突然のヘルガオルガの指示にもエルマリは淀みなく魔法を唱える。

ベウストレム後方に大きく炸裂する爆炎。ダメージではなく煙幕のように、大きさを稼げるような爆発。

後ろから迫っていたUFOには目隠しとなり、さらに前から来ていたUFOをすんでで躱しながら大きな尻尾を叩きつけるベウストレム。

結果、その2機は見事に衝突する。

「イエー!!」

「グオオおーー!!」

ヘルガオルガとベウストレムは息ぴったりに雄叫びを上げた。人馬一体ならぬ人竜一体の竜騎士にヒマリは目を輝かせた。

「すごい、あと10機まで来たよ」

「おう。でも正直そうそう当たらねえぞ、相手もこっちの手の内を読んでる。

どうする」

竜をこれほど完全に操り空中戦をこなすヘルガオルガの見立ては正しい。

今までの攻撃も全て、ベウストレムの回避能力とそこから生まれる隙を狙うものばかりだった。全て、素早く倒すつもりだったのだろう宇宙人側の戦法と噛み合って生まれた戦果だった。
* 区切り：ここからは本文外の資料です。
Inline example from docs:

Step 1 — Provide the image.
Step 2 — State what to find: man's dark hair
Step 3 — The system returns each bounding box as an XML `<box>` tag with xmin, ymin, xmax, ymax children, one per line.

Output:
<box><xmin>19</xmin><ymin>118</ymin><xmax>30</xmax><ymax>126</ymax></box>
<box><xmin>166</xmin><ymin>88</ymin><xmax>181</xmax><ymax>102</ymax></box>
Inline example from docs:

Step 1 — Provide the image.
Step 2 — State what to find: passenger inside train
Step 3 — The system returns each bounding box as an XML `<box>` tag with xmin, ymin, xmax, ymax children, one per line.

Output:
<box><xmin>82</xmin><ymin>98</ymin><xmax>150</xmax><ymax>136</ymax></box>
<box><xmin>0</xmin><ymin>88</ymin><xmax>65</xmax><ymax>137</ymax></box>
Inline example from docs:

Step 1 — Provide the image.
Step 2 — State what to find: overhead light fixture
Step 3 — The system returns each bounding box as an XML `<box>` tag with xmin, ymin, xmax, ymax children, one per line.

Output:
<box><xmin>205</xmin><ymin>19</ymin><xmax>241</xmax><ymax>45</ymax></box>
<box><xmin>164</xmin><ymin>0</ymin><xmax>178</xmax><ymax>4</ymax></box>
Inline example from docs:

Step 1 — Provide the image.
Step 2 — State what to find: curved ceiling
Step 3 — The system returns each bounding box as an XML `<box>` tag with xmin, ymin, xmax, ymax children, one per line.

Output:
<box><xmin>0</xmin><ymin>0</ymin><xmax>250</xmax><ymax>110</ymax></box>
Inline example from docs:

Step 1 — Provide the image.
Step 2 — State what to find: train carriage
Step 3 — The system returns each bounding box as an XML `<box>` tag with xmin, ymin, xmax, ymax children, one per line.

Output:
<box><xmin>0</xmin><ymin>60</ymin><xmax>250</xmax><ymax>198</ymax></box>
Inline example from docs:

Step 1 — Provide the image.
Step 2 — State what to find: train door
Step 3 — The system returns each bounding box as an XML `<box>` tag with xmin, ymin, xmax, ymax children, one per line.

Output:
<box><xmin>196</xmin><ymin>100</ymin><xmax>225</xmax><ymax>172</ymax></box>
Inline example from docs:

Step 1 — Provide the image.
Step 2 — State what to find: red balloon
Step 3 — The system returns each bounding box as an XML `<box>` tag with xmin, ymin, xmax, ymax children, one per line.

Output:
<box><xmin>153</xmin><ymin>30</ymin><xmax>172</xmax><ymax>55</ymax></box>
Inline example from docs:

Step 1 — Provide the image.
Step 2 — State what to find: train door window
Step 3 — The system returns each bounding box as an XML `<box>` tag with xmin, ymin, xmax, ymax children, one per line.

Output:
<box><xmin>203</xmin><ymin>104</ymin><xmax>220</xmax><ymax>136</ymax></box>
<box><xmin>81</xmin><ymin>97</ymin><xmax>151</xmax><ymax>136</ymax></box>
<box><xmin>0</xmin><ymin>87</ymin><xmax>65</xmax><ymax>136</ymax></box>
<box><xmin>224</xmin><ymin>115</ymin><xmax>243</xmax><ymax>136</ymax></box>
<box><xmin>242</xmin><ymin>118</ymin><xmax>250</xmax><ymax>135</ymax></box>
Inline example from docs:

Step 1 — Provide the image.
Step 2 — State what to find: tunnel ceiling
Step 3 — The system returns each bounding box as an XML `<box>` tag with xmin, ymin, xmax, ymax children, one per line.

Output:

やはり彼女の予想通り、正面衝突を機に敵は戦法を変えてきた。

生物であるドラゴンには及ばないとはいえUFOだ。

空中静止してただ一頭のドラゴンを包囲し、ゆっくりと円環に回り始める。直径50メートルの不吉なメリーゴーランド。

「くっそ!」

攻撃が始まる前に、と、ヘルガオルガがその輪から出ようと突進をするがサークルは縮むことも広がることもなく、ドラゴンを中心にして移動する。

攻撃が始まった。ランダムに、ゆっくり廻るUFOがまちまちに攻撃をする。

躱すしかない。ひたすらに躱すしかない。

「おいヒマリ、エルマリ!」

「へえ、ヘルガオルガは回避に集中しとくんなはれ!」

「これドッヂボールで一人残った時のやつ…」

ヒマリは呟きつつ上下を含む周りを見回す。

うまく円陣を崩せる場所か何かが無いかを考える。やっぱり回避しながら降りて、地上の丘や岩山を利用するしかない。

ヒマリは焦りながら見廻すが―

「そんな都合いい物がそうそう…

都合いい物…

エルマリさん、あれ何?!」

「あれ?…なんどす?!」

サークルUFOの1機の上に、何かが出現する。

人だ。

20メートル以上離れていてもはっきりとわかる。大剣を振りかざした戦士が、マントをはためかせながらUFOへと着地する。

「…は?!

何あれ!なんで空中に!

…ってかなんかデカくね?」

ヒマリの混乱は正しい。

数メートルの大きさのUFOに立つその戦士は明らかに大きい。

ガンガンガンと大剣で切りつけるごとに彼の乗ったUFOが揺れている。

機体が削られ、バランスを崩して崩壊するが、戦士は消える。

「あれオグル?!

オークよりデカいよねエルマリさん!てかオグル消えたんだけども!あっちだ!あっちに出た!」

ヒマリが叫ぶ。

「転移魔法?!

味方なの?!まぁそりゃそうか、オークが仲間ならオグルも仲間だ!」

「ヒマリうるせえ!回避集中できねえ!」

「ヒマリはん、あの方はそうやおへん、三代目はんどす」

「三代目?何の?落語?歌舞伎?」

「ヒマリうるせえ!」

三人が騒いでる間に、オグルの戦士は2機目を破壊しようと力ずくで叩き切っていたが、そこにバリアーが張られてしまったらしく、UFOから落ちそうになる。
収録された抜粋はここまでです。